Moreover, Brazilian capital has investments in five major hydroelectric projects in the Peruvian Amazon, which reportedly pose social and environmental risks that would face legal challenges in Brazil itself. The energy from these projects would be directed not to Peru, but to Brazil.

Two of the new government’s ministries went to Peru Posible, the electoral front of ex-president Alejandro Toledo, whose support for Humala in the second round of the elections played an important role in assuring his victory over the candidate of Fuerza 2011, Keiko Fujimori.

Toledo’s apparent intention was to create a kind of coalition government between Gana Peru and Peru Posible. To this end, it is reported that Toledo presented Humala with lists of candidates for the president-elect to choose from for members of his cabinet.

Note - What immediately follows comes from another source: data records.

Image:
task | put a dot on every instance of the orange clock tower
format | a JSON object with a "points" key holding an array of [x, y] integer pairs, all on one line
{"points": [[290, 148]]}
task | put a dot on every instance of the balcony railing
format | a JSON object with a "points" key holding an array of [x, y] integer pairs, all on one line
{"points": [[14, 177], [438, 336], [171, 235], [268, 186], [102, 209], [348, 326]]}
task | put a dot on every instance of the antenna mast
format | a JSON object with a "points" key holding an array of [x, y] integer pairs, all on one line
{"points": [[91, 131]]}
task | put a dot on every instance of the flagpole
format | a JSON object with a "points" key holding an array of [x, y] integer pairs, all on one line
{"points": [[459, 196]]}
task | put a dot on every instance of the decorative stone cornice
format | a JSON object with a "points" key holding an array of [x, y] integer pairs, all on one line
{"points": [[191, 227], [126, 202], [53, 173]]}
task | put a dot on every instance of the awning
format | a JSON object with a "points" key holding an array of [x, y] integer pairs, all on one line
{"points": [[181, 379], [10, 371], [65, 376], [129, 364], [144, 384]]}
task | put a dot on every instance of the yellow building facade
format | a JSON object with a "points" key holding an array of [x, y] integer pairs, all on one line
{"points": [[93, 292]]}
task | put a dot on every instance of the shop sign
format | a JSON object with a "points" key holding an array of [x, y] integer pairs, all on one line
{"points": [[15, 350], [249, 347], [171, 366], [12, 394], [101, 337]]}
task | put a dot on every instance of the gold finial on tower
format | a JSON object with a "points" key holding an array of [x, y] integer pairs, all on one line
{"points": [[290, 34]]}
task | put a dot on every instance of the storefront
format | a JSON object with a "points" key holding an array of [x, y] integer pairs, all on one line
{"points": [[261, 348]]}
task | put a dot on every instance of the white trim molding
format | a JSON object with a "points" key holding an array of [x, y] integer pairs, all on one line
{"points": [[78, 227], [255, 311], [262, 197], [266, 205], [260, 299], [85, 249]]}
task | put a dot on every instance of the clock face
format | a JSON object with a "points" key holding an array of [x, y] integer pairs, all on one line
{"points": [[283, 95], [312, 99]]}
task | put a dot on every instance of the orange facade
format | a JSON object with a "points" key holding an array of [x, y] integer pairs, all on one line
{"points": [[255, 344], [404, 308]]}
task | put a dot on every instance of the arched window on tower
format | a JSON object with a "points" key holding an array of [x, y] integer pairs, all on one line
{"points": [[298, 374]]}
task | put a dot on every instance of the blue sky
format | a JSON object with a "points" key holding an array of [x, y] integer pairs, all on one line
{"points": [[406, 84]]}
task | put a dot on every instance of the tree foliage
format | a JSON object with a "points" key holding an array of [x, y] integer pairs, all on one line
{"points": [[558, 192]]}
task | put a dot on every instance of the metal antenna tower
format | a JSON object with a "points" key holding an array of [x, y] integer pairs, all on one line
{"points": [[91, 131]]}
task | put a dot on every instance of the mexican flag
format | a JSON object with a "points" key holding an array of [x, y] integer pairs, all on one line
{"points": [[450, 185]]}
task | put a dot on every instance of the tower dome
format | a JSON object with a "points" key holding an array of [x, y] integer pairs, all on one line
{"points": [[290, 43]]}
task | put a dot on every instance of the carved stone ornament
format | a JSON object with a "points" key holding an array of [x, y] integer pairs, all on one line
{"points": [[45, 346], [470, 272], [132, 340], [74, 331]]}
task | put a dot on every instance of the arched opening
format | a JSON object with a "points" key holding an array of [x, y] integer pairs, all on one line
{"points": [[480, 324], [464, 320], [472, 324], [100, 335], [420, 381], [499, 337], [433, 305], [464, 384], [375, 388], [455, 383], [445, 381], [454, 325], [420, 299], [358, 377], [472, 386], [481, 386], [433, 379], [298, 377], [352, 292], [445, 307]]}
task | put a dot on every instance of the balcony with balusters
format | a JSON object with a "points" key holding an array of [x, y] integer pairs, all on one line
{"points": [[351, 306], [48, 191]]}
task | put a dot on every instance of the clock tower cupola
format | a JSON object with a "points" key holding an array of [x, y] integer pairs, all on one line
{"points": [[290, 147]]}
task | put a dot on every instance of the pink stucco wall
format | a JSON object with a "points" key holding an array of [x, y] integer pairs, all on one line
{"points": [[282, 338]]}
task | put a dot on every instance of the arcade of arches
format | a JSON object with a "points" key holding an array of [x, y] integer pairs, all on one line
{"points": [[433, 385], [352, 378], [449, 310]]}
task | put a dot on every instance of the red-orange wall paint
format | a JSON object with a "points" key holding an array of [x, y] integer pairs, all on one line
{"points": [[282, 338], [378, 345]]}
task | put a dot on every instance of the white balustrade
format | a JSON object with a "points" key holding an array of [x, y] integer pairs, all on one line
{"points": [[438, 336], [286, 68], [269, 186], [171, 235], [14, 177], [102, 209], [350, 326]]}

However, political analysts close to both parties said that Humala chose no one from these lists, passing them over for second-ranking figures in Peru Posible with the clear aim of warding off Toledo’s design for a coalition.

This maneuver was carried out under conditions in which Peru Posible confronted a major internal crisis, with the resignation of its general secretary, Javier Reátegui, and the expulsion of its top candidate for congress, Carlos Bruce.

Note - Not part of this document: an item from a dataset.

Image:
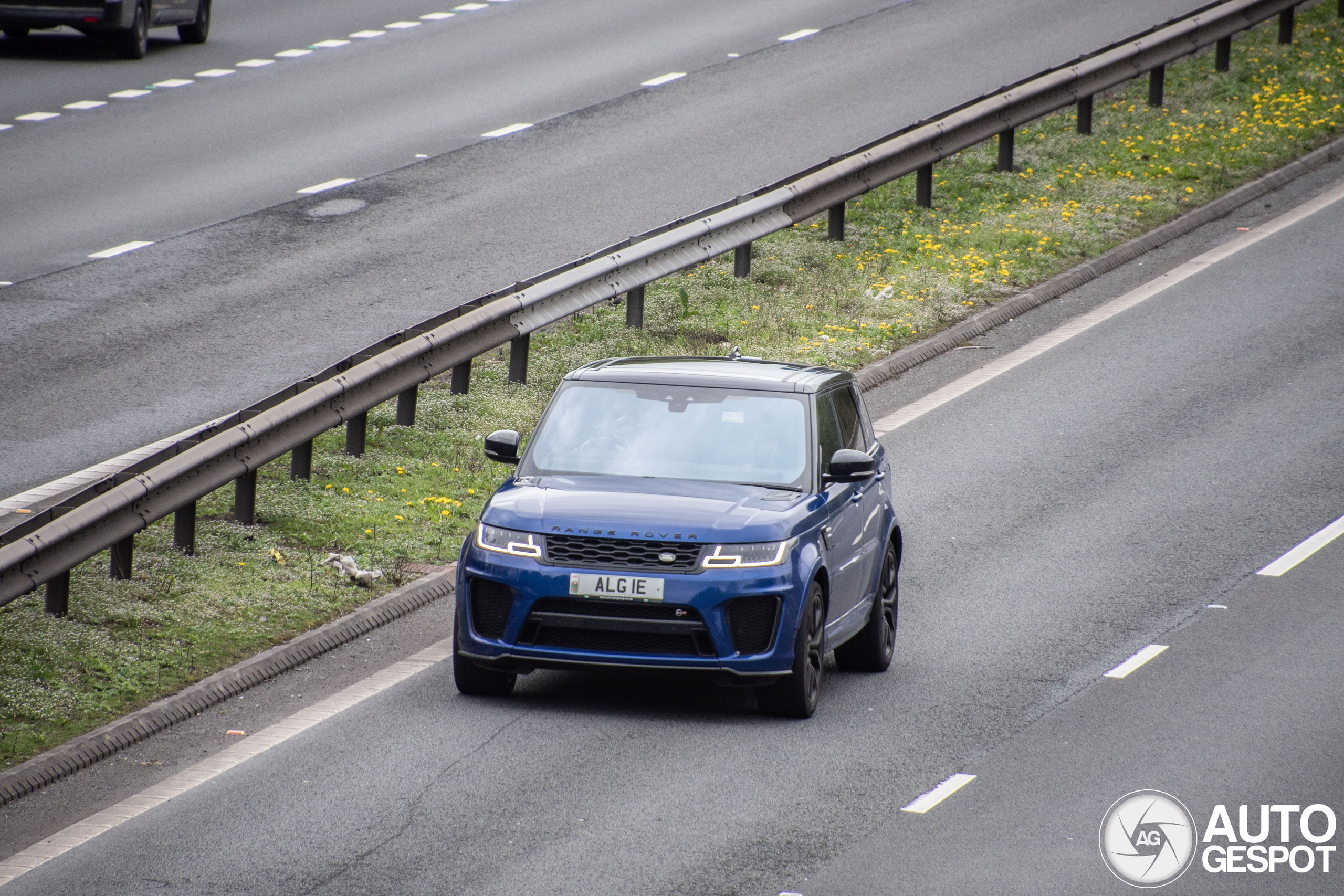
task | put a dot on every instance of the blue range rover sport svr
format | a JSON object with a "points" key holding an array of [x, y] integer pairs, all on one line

Political sources reported that the person who convinced Humala to carry out his maneuver with Peru Posible was Luis Favre, a figure with a lengthy history in the Latin American and European left.

Favre is one of the political advisers sent by Brazil’s ruling Workers Party (PT) at the end of 2010 to help create a new image for Ollanta Humala as a pragmatic politician

who had left behind his former radicalism and backing for Venezuela’s Hugo Chavez, which characterized his first run for the presidency in 2006. Instead, in 2010 he emulated the path taken by Brazil’s Luiz Inacio Lula da Silva, the PT president who became the favorite of Brazilian finance capital.

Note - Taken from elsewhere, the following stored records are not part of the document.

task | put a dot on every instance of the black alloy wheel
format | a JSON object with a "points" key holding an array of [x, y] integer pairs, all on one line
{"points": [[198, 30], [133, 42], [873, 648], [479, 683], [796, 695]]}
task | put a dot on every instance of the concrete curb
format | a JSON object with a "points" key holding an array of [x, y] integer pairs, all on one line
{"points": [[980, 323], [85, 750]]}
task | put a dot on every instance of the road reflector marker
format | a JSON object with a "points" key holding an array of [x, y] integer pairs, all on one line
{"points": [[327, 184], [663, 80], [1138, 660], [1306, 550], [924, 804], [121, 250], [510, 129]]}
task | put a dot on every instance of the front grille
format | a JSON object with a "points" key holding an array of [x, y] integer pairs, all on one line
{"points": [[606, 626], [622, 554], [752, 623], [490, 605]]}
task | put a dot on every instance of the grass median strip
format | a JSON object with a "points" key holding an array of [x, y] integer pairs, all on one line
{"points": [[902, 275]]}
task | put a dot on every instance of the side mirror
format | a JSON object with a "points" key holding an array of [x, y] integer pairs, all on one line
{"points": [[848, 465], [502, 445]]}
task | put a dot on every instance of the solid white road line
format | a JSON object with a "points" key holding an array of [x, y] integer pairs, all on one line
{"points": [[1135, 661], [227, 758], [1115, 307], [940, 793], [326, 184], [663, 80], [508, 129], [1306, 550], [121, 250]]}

Who is Luis Favre? Born in Argentina with the name Felipe Belisario Wermus, he is the brother of Jorge Altamira, the leader of the centrist Partido Obrero movement in Argentina.

In his student years, Favre joined the Argentine left. In 1970 he fled to exile in France, where he remained for the next 33 years.

 

There he joined the OCI (International Communist Organization) led by Pierre Lambert and became active in its international department. In that capacity, he came to Peru at the beginning of the 1970s, supporting Lambert’s faction in its split with the International Committee of the Fourth International.

Later he would break with Lambert and leave the OCI, traveling to Brazil, where he forged relations with the Lambertist OSI-Libelu (International Socialist Organization-Liberty and Struggle) organization, which went into the Brazilian Workers Party (PT).

One of those involved in Libelu was Antonio Palocci, who as finance minister under Lula was forced to resign over corruption scandals. Tapped as chief of cabinet under Lula’s successor, Dilma Rousseff, he was forced to resign once again this year over another corruption scandal involving his work as a consultant to companies seeking government contracts.

According to Folha de Sao Paulo, “In 2000, Favre participated in the election campaign of Marta Suplicy, a member of the high bourgeois Paulista family, the Smith de Vasconcelos. Three years later, Favre and Marta, who had become mayor of Sao Paulo, were married. Lula and the first lady, Marisa Leticia, officiated at the wedding.”

Then, in 2002, Favre acted as the link between the PT and the public relations firm that ran the campaign that won the presidency for Lula. It was this record that made Favre the choice for planning Humala’s electoral campaign and his dispatch to Peru last year.

His role represents, in the first place, the growing influence of the Brazilian bourgeoisie and its economic power in Peru and throughout the region.

Favre’s role is also in line with that played by a whole layer of “ex-lefts,” including some who even called themselves Trotskyists, who have transformed themselves into advisers and functionaries in the governments of the Latin American bourgeoisie.